PAH diagnosis and referral: What’s new in 2022 ESC/ERS guidelines?

Pulmonary arterial hypertension (PAH) (WHO Group 1 pulmonary hypertension [PH]) is a rare, progressive and life-limiting disorder. Due to its nonspecific symptoms, early diagnosis of PAH is challenging, with 44 percent of patients being seen by ≥4 doctors before receiving a correct diagnosis. Aiming at earlier detection in the community, the European Society of Cardiology and the European Respiratory Society (ESC/ERS) 2022 guidelines provide a new diagnostic algorithm for PH and recommend fast-track referral at any time for patients with suspected PAH.

“The cardinal symptom of PH is dyspnoea on progressively minor exertion,” noted the authors of the ESC/ERS 2022 PH guidelines. Other common symptoms are related to the stages and severity of PH, including fatigue and rapid exhaustion, dyspnoea when bending forward, palpitations, haemoptysis, exercise-induced abdominal distension and nausea, weight gain due to fluid retention, and syncope during or shortly after physical exertion. [Eur Heart J 2022;43:3618-3731]

For patients with unexplained dyspnoea or symptoms/signs raising a suspicion of PH, the diagnostic algorithm has been simplified based on a three-step approach, including suspicion, detection and confirmation.
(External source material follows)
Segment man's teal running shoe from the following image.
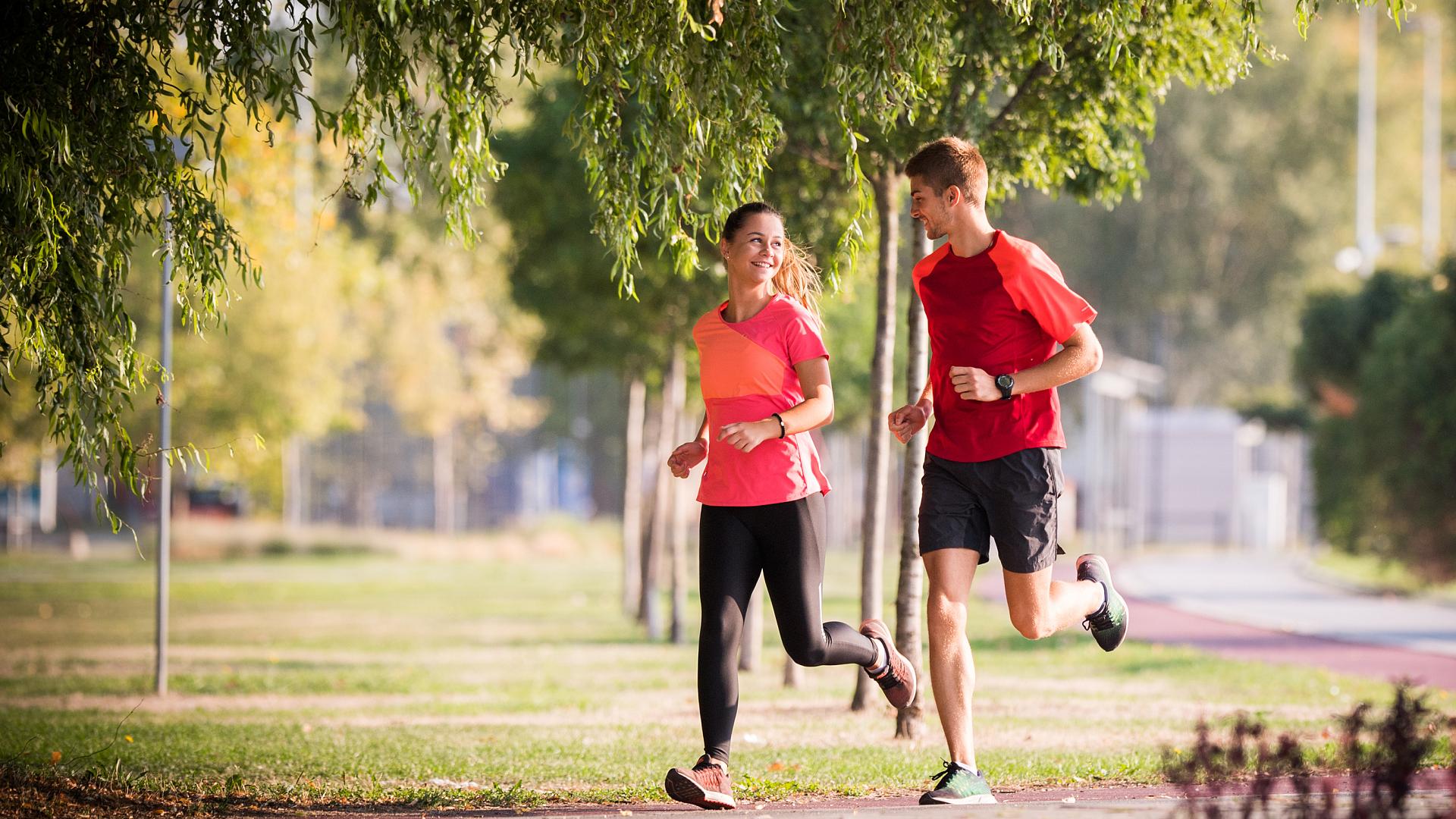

Patients with PH, including those with PAH, are likely seen by general practitioners for nonspecific symptoms. Initial evaluation should include a comprehensive medical (including familial) history, physical examination (including measurement of blood pressure, pulse oximetry and heart rate), oxygen saturation, natriuretic peptide test, and resting electrocardiogram (ECG). (Figure) “This first step may raise a suspicion of a cardiac or respiratory disorder causing the symptoms,” noted the authors.

“The second step of detection includes classical, noninvasive lung and cardiac testing. Among those tests, echocardiography is an important step in the diagnostic algorithm,” mentioned the authors. (Figure) Signs of PH include increased systolic pulmonary arterial pressure (sPAP) and enlarged right atrium/right ventricle (RA/RV).

Patients should be referred to a PH centre for further evaluation in two situations: 1) when an intermediate/high probability of PH is established; 2) when risk factors for PAH (ie, connective tissue disease, portal hypertension, HIV infection, and family history of PAH) or chronic thromboembolic pulmonary hypertension (CTEPH) is/are present. (Figure)

“Fast-track referral to a PH centre should be made when PAH or CTEPH is suspected,” highlighted the authors. “At any time, warning signs [ie, rapidly evolving or severe symptoms (WHO functional class III/IV), severely reduced exercise capacity, pre-syncope or syncope on mild exertion, clinical signs of RV failure] must be recognized as they are associated with worse outcomes and warrant immediate referral and management in PH centres.” (Figure)

The final step is confirmation. Right heart catheterization is the gold standard for diagnosing and classifying PH, and should be performed in a PH centre. Based on the revised haemodynamic definition, PAH may be diagnosed in patients with mean PAP >20 mm Hg and pulmonary vascular resistance >2 WU.

“This diagnostic process emphasizes the importance of sufficient awareness and collaboration between first-line, specialized medical and PH centres. Effective and rapid collaboration between each partner permits earlier diagnosis and management, and improves outcomes,” noted the authors.